Et précisément, plane une figure  tutélaire, celle de Julie Becker, artiste américaine née en 1976, décédée (suicidée) en 2016, influente sur la scène de Los Angeles dans les années 80 mais  injustement oubliée, qui avait développé un monde parallèle, jouant sur la maquette et le modèle réduit pour aborder les espaces domestiques, lieux où les rapports sont inégaux et lieux (féminins) de compromis acceptables quant à la propreté, à l’intime, à l’hygiène – cfr l’enfant qui expérimente le fonctionnement de son corps en jouant avec ses matières fécales, comportement taxé de sale, tabou social et culturel.


Julie Becker avait utilisé du papier cadeau, et Aline, dans sa grande fresque murale, imite le papier peint enfantin des années 70, sélectionnant des détails qu’alors elle agrandit, accentuant du coup la monstruosité, le macabre, le lugubre, la tristesse (visuel ci-dessus: The Same Room (after Julie Becker)). Et, puis, dans le mur, un tiroir, qui se referme dès lors que l’on s’en approche, et qui contient un secret, une carte postale… 

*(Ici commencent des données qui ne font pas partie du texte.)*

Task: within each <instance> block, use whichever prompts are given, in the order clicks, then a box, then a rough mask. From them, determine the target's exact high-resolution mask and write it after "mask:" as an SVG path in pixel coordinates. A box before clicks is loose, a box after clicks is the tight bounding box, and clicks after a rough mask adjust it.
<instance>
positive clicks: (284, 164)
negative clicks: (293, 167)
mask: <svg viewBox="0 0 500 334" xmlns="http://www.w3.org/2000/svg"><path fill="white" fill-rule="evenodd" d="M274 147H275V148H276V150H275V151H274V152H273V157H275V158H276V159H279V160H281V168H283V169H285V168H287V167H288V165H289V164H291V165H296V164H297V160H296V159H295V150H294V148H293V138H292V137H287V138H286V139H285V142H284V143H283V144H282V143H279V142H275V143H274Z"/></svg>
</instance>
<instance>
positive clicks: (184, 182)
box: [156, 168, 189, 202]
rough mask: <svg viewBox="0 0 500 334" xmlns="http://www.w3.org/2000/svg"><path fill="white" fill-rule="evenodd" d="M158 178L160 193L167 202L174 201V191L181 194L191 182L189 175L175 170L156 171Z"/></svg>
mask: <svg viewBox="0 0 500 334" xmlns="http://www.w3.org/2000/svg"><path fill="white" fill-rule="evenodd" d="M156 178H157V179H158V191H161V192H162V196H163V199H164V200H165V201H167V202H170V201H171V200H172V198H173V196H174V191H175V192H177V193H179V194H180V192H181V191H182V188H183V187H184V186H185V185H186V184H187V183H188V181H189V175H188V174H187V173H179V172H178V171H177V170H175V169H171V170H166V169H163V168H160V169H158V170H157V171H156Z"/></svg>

Le dessin, c’est aussi une référence aux hôpitaux pour enfants, qui renvoie Aline à la question de la fonction de ces dessins réalisés par des adultes, et plus largement à… la disneyisation. Une idée qu’elle a amorcée à Marseille l’an passé et qu’elle traduit au «Casino» dans ce parcours-aire de jeux, qui s’articule autour de modules de ceux qui permettent de construire en kit une cuisine… dont la fonctionnalité s’est perdue.


Pour chaque module (ou boîte), Aline joue avec l’opacité et la transparence, en l’occurrence grâce à du plexi tantôt translucide, tantôt… rouge sang. Et chaque boîte évoque un mini monde, pétri par des jeux d’échelles et qui éveille une narration autre que domestique. On y trouve notamment des petits canons en faïence blanche non émaillée, autant de tirelires détournées, un peu phalliques, et des mains qui font office de cendriers. Aussi il y a la reconstitution d’une minuscule pizzeria, avec son enseigne «Fame», signifiant «faim» en italien mais qu’un glissement sémantique projette dans un autre sens. Du reste, partant de la figure de E. T., Aline affiche le célèbre jeu de mots UR ANUS, à jamais ambigu.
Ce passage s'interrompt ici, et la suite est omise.